The Case against Cap-and-Trade
This just occurred to me, so maybe I'm missing something but there seems to be another big advantage for taxes: they probably are much more likely to be both tax-burden and progressivity neutral.
Here's why: Both carbon taxes and cap-and-trade would affect consumers by raising energy costs. (Approximately equally, although to the extent that cap-and-trade imposes more administrative costs, you might need to add more to the price of energy to achieve equivalent carbon emissions.) Taxes raise the after-tax prices directly; cap-and-trade raises the price indirectly by forcing producers to purchase credits, which raises the cost of producing, and thus purchasing, energy. Raising energy costs harms the poor most, because they spend more of their budget on energy.

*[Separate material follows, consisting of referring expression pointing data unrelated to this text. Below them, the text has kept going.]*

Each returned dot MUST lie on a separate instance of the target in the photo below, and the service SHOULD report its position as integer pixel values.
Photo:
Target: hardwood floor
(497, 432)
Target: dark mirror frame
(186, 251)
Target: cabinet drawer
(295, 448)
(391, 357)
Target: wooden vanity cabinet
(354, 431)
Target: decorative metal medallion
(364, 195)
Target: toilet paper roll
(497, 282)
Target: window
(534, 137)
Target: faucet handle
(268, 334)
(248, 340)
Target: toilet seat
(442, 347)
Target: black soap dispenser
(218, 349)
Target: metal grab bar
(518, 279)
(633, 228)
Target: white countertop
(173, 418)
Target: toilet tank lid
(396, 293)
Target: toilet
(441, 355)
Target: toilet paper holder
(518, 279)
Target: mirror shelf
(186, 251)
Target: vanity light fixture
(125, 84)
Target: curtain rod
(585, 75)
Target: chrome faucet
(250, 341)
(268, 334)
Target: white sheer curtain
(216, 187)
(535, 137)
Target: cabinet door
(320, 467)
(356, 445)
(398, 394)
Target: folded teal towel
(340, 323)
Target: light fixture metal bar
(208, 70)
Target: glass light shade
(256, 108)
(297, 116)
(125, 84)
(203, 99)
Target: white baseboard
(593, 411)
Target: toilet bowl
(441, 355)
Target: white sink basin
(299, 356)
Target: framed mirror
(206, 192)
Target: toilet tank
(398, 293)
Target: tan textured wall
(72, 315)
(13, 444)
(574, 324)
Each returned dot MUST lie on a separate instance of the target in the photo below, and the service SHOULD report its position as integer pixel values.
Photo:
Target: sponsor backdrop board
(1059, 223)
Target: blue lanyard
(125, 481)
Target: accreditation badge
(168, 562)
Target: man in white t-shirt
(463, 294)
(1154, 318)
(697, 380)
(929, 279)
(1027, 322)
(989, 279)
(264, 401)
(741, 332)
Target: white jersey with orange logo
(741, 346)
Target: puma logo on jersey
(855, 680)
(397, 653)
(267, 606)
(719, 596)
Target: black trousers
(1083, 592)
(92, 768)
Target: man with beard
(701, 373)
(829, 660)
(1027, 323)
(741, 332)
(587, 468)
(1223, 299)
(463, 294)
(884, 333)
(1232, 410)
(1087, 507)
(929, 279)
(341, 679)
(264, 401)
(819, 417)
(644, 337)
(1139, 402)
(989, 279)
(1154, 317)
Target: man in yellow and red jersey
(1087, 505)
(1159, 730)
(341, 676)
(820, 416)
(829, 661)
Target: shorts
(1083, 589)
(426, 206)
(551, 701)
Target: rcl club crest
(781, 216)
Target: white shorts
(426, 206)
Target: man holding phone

The regressive effects of a carbon tax are obvious because they are direct, so it should be relatively easy to convince Congress to make the tax revenue and progressivity neutral by instituting income tax cuts (and hikes in the earned income tax credit) weighted toward the poor. (And there's a great bargain to be struck here between conservatives and liberals. Liberals can say, "We'll keep it revenue neutral as long as you keep it progressivity neutral.")
But this will be much more difficult to do for cap-and-trade programs. The main reason that Congress might choose such a program over a carbon tax is the fiction that, unlike a tax, it does not impose costs on consumers. This fiction ignores the indirect cost imposed on consumers when the program increases the price of producing energy. Given that animating fiction, it seems like Congress would be less likely to make progressive changes in the tax code to offset the regressive effects of cap-and-trade. (Congress couldn't argue that they were just offsetting the costs of cap-and-trade because their choice of cap-and-trade was based on denying that those costs exist.)